LTLA / bluster

Clone of the Bioconductor repository for the bluster package.
https://bioconductor.org/packages/devel/bioc/html/bluster.html
2 stars 3 forks source link

Distance/dissimilarity measures: extension #13

Closed antagomir closed 1 year ago

antagomir commented 1 year ago

The bluster package is currently relying on stats::dist for distance calculations in the clustering process.

Limitation in this is that the stats::dist function covers only a relatively small set of dissimilarity indices. For instance, it is missing many dissimilarity indices that are commonly used in ecological analyses and available for instance through vegan::vegdist. Extending the availability of dissimilarity indices would be beneficial for making the bluster package support other applications of SummarizedExperiment family, for instance in microbiome research that we are working on.
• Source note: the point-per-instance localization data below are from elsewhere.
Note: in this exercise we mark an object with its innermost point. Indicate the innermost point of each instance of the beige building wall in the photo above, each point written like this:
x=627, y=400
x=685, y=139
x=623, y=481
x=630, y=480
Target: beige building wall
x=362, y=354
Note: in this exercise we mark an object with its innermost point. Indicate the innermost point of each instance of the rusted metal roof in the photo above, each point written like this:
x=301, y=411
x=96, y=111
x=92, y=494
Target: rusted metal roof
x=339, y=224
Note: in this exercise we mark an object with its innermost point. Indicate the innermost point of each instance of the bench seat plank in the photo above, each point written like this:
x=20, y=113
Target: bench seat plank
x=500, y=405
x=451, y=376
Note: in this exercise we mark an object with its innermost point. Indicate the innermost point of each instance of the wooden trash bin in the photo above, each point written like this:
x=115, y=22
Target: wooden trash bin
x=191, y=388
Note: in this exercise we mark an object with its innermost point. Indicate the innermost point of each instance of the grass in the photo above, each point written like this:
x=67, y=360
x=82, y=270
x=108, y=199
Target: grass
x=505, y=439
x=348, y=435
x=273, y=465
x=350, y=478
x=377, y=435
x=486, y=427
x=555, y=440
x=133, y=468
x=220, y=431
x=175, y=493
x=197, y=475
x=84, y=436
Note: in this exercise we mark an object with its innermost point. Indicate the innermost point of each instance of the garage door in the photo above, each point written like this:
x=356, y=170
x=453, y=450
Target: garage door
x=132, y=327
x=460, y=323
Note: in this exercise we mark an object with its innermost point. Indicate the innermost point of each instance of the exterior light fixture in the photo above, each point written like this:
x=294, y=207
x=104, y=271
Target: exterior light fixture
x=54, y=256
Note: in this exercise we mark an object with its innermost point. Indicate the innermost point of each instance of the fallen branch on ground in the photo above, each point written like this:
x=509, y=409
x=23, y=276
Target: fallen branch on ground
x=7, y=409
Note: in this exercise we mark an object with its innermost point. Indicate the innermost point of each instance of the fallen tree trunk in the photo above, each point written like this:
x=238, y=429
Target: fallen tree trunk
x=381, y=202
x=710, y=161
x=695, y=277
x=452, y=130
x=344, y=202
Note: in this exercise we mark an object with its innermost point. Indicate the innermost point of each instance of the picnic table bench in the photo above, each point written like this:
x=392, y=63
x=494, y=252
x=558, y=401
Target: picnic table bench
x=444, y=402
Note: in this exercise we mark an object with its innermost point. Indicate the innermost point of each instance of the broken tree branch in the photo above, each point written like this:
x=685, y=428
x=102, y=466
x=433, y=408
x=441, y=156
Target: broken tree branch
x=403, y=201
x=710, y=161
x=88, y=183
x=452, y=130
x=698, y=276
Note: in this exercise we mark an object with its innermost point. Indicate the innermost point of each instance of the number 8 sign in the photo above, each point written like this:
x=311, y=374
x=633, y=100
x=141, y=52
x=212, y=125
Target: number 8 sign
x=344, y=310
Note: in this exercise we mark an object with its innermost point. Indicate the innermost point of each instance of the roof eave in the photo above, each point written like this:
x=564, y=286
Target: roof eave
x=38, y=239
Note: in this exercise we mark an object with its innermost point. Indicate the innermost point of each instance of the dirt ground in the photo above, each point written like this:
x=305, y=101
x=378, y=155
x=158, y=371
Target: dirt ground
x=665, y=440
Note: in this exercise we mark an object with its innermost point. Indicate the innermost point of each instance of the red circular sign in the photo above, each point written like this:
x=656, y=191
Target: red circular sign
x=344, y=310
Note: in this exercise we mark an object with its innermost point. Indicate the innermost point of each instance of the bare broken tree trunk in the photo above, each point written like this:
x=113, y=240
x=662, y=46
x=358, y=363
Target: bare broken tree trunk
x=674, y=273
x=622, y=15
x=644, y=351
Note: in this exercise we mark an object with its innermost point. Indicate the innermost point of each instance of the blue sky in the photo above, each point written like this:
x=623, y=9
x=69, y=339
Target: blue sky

Providing access to readily available dissimilarity indices would support users.

Suggested solution:

This would concern multiple functions.

The process would then look, for instance in the context of clusterRows and hierarchical clustering, something like:

clusterRows(sce, distfun=stats::dist, HclustParam(metric="euclidean"))

clusterRows(sce, distfun=vegan::vegdist, HclustParam(metric="bray"))

etc.

LTLA commented 1 year ago

Seems reasonable, though the distance function would be a parameter of HclustParam, not clusterRows, given that not all clustering methods would easily support custom distance calculations (e.g., k-means wouldn't care).

Happy to take a PR, if you can demonstrate a MVP with HclustParam.

antagomir commented 1 year ago

Great. We will have a look and see how it goes.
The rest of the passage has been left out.